Capitalism encourages us to think in terms of winning—as market share, as domination, as victory over others. Even the most well-meaning left movements often internalize this competitive frame, speaking of “winning power” as though the goal were to inherit the throne rather than dismantle the castle. We fall into cycles of mobilization driven by urgency, moral crisis, and the desire to defeat an enemy—but without building durable alternatives in how we live, work, care, and relate. We become crisis-chasers. The campaign never ends. The election never ends. The fundraising never ends.
The Communitarium Project begins elsewhere. It starts from the intuition that we cannot outcompete capitalism on its own terrain. We must change the terrain. Not with slogans, not with purity tests, not with aesthetic defiance—but by building environments of shared life that allow for collective agency, mutual care, and meaningful deliberation to flourish. These are the conditions under which real freedom grows—not as individual autonomy floating in space, but as the lived experience of shaping the world together.
This means organizing not toward a win, but toward a way of life. A socialist lifestyle, if we must use that word, is not primarily about consumption choices or moral consistency—it’s about how we make meaning together. It’s about restoring the infrastructures of reciprocity and repair that capitalism has eroded. It’s about cultivating an “us” robust enough to withstand fragmentation, capture, and despair. And that “us” cannot be built by tactical maneuvers alone.
In this sense, the fixation on “winning” is not just a strategic error. It is a symptom of idiotism—in the classical sense, where the idiot is one who retreats into the private sphere and disengages from collective life. Modern idiotism doesn’t always look like retreat; it often takes the form of constant activity, performative outrage, or solitary moral heroism. But it remains private in effect. It does not bind us together in common purpose. It does not help us stay with each other when things get hard.
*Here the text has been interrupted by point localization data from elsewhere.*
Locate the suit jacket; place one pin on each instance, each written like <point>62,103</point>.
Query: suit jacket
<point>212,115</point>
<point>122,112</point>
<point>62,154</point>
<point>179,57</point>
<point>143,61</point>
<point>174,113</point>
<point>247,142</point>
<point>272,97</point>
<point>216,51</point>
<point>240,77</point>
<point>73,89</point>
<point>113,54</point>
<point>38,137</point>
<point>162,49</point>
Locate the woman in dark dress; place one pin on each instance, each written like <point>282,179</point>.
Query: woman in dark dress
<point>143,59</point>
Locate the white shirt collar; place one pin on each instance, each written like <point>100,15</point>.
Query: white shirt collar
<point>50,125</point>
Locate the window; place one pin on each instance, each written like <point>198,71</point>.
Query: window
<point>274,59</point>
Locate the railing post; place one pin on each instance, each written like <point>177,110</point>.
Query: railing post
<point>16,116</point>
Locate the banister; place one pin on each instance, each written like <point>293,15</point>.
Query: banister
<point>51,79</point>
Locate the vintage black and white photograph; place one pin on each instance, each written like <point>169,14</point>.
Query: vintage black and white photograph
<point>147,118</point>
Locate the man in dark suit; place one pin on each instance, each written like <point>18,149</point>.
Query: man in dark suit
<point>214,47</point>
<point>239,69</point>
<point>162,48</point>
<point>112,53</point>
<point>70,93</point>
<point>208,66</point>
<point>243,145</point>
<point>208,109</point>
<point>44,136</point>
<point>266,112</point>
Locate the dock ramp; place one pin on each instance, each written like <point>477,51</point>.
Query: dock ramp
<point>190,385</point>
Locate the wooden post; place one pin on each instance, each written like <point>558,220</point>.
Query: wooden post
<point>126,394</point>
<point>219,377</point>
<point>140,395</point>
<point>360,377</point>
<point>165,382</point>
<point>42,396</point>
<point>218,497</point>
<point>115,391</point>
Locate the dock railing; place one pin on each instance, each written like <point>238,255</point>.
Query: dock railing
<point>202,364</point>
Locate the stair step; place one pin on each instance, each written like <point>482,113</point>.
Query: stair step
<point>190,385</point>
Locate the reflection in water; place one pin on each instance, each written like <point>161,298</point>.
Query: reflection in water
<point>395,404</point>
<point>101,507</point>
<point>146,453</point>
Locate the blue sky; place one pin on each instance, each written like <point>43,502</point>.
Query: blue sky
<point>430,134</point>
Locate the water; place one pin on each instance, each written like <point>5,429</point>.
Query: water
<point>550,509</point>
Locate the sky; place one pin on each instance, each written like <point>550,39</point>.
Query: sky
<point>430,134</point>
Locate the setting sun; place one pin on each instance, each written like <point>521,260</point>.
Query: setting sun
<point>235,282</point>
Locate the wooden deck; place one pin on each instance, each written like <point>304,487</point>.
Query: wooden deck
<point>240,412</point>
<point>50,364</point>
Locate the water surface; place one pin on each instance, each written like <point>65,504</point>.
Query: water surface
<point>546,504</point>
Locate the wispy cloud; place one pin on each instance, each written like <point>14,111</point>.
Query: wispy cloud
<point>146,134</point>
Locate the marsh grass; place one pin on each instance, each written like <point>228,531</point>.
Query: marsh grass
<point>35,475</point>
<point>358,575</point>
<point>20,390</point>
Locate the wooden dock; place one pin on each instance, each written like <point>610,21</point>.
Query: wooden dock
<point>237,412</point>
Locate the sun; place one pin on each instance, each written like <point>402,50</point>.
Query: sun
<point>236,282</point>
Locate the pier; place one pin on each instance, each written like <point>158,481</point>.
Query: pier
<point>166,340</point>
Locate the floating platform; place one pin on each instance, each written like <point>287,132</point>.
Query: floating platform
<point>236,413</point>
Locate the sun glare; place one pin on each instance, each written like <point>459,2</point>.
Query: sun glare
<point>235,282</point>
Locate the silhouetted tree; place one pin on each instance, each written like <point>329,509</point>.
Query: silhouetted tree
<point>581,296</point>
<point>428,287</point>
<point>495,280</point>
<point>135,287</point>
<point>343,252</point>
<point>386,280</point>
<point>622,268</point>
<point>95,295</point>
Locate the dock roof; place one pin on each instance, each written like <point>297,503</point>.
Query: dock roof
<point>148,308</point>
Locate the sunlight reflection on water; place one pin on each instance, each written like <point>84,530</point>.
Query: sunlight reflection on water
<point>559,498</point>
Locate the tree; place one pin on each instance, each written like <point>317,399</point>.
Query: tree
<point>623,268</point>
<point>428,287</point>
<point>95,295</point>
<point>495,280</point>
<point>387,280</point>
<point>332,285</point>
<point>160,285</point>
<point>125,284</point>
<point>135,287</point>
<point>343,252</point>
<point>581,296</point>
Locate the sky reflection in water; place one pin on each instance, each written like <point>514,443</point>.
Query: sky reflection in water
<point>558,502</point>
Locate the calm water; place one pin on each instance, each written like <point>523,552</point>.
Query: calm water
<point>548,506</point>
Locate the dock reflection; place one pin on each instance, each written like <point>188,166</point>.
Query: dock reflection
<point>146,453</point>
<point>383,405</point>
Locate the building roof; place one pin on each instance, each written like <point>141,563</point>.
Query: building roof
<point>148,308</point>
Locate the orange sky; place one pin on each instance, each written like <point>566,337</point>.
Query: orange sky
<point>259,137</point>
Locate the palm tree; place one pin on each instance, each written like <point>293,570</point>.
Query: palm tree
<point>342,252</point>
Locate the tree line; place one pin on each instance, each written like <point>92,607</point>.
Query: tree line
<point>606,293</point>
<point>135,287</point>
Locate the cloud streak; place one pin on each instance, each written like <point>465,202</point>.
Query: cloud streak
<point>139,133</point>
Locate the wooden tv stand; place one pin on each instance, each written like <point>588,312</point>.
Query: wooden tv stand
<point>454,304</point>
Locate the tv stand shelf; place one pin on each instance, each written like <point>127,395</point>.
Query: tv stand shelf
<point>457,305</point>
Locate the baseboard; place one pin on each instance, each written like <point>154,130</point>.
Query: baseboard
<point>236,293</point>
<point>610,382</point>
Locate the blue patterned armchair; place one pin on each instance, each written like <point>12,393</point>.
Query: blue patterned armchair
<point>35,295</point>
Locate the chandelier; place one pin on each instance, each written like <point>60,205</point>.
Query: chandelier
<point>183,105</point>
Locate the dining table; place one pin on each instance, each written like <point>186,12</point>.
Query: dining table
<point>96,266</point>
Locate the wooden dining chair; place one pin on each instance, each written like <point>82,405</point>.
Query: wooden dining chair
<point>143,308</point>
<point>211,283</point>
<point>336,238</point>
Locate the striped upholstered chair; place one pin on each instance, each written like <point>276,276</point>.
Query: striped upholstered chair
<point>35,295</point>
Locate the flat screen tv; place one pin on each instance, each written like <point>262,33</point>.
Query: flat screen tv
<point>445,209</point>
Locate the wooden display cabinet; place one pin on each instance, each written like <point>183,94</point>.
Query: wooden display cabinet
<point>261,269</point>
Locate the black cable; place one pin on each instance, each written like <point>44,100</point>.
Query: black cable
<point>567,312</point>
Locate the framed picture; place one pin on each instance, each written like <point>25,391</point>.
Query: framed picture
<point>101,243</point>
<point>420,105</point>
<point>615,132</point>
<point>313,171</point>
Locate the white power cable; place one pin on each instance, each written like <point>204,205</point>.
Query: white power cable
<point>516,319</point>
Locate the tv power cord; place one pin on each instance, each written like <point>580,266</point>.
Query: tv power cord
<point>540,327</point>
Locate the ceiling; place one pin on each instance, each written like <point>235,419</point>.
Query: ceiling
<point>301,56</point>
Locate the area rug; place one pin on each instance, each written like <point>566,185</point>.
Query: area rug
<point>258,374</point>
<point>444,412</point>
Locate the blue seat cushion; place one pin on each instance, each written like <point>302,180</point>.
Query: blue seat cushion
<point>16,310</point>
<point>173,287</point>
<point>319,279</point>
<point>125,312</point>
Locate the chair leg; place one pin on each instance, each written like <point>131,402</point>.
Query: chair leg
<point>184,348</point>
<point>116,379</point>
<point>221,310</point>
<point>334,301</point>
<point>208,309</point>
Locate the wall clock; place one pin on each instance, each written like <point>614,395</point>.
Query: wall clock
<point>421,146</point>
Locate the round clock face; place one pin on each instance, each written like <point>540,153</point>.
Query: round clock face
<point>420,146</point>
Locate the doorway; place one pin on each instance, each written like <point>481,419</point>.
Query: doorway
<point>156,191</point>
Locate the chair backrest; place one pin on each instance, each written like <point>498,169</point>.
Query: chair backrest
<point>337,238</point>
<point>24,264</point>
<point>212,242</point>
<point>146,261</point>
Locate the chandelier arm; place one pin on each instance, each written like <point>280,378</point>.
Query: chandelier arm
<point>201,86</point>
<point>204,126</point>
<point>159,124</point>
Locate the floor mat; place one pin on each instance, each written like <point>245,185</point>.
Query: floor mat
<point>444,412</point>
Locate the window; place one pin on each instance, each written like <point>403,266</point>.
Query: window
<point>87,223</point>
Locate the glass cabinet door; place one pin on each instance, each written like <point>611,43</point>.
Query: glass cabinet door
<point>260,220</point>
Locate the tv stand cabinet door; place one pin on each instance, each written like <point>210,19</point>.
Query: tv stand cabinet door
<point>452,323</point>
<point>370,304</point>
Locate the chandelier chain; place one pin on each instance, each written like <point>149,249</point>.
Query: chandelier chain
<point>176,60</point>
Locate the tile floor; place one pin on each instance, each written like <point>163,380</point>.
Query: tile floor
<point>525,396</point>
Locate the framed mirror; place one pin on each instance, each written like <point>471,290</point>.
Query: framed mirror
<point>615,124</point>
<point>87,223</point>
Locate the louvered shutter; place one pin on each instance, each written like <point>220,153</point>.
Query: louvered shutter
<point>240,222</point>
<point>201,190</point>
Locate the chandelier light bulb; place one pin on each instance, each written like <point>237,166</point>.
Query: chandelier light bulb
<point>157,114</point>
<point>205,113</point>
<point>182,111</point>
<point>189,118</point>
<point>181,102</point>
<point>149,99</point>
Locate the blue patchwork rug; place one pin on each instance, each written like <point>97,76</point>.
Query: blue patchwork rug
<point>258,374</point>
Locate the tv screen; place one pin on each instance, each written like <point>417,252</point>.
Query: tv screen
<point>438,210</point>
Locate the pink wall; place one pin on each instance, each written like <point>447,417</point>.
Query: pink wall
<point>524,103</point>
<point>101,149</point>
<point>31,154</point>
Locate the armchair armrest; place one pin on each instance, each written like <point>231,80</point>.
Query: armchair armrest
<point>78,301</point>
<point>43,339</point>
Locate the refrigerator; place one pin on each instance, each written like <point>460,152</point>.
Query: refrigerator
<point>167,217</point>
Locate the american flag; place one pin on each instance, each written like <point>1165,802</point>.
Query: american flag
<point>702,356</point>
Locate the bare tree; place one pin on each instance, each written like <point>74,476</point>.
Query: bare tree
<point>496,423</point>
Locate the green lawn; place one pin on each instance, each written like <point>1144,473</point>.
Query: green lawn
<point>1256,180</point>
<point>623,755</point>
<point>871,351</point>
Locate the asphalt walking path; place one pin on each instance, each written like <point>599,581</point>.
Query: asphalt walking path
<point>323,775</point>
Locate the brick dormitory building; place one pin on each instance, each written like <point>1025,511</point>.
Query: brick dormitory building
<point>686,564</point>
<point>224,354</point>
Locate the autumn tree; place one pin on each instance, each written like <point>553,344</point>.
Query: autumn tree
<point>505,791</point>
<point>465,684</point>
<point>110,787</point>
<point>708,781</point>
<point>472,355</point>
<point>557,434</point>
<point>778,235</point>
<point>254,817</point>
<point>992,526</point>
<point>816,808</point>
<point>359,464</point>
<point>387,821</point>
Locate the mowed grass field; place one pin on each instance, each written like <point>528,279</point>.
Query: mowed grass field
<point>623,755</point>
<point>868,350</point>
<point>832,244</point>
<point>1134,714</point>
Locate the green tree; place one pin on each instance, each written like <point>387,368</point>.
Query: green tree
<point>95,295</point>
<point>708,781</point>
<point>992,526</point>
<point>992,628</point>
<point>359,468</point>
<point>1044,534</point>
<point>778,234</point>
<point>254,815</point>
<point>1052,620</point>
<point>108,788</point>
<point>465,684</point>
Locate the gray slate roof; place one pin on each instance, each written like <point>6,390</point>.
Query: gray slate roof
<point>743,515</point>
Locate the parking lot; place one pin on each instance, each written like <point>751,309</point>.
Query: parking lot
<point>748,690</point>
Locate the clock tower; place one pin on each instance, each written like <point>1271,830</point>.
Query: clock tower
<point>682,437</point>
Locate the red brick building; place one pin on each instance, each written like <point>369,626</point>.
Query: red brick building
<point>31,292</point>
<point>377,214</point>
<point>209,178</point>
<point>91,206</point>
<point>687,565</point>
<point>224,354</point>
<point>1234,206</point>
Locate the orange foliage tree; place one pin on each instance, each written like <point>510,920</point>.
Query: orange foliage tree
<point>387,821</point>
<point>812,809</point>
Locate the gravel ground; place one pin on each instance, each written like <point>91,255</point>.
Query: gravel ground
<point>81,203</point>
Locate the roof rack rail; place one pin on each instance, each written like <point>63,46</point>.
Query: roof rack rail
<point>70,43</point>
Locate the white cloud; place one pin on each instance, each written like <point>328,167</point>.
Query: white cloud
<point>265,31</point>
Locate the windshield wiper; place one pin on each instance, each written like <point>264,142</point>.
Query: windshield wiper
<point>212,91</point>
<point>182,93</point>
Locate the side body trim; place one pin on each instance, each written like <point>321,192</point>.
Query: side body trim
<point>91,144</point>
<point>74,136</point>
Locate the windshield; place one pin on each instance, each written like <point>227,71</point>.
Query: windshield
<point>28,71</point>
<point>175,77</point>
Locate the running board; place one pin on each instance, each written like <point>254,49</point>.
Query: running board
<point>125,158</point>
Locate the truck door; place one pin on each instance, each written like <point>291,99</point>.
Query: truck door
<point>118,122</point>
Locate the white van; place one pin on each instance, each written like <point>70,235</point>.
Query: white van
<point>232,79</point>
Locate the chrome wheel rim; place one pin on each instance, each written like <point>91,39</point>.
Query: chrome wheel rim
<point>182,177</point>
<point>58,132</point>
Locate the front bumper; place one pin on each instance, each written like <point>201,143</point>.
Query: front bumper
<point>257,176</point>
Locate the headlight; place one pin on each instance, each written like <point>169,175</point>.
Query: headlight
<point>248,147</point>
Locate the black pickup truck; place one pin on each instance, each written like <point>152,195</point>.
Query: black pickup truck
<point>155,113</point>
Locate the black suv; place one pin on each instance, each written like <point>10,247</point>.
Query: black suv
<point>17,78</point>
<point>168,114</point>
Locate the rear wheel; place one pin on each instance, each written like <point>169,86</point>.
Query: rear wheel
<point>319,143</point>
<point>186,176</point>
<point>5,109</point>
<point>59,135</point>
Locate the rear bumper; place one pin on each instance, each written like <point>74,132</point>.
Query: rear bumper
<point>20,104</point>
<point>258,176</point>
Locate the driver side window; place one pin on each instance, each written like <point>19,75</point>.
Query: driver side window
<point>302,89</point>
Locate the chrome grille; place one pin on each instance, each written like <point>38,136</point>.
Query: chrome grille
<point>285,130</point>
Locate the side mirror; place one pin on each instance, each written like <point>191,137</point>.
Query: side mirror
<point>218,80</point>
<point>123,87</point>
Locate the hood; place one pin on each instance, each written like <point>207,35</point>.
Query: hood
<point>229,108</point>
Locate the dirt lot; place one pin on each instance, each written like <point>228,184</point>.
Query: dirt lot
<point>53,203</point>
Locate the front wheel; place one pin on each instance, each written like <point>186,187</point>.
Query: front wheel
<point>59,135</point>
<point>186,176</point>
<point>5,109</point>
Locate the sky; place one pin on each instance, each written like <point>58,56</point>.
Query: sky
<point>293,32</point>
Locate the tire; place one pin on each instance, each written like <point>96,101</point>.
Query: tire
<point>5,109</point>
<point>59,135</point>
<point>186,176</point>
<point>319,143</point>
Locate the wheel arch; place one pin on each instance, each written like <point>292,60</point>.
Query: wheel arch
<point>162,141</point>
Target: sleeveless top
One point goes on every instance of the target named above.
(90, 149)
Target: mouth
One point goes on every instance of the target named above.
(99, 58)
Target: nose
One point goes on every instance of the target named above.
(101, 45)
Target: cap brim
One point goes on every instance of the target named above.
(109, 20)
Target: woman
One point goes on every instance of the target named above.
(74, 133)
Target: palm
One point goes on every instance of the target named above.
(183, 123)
The Communitarium Project resists this idiotism by reclaiming the local, the dialogic, the schmooze-level reality of human life. It proposes that we need not just movements, but places—communitaria—where people live, argue, experiment, and grow together. Where political action is not separated from the daily processes of storytelling, caregiving, and collective sense-making. Where success is measured not by how decisively we win the next battle, but by how deeply we embed shared agency into the structure of our days.
This is also a challenge to the language of the left. So much of it is borrowed from war, from management, from academic critique. We talk about “mobilizing” people, “deploying” strategies, “leveraging” movements, “seizing” opportunities. These metaphors betray us. They frame the world in terms of resources and threats, not relationships and possibility. They obscure the slow, patient, dialogic work of reweaving a frayed social fabric.
The Communitarium vision calls for different metaphors—of gardening, tending, fermenting, assembling, repairing. These are not metaphors of passivity. They are metaphors of durability. They suggest a politics not of conquest, but of cultivation.
And if we do this well—if we build spaces where people come alive to each other again—then yes, victories may come. But they will come as by-products of coherence, not as prizes wrested from our enemies. They will come because we have remembered how to live together, and because no system—however powerful—can stand against a people who have done that.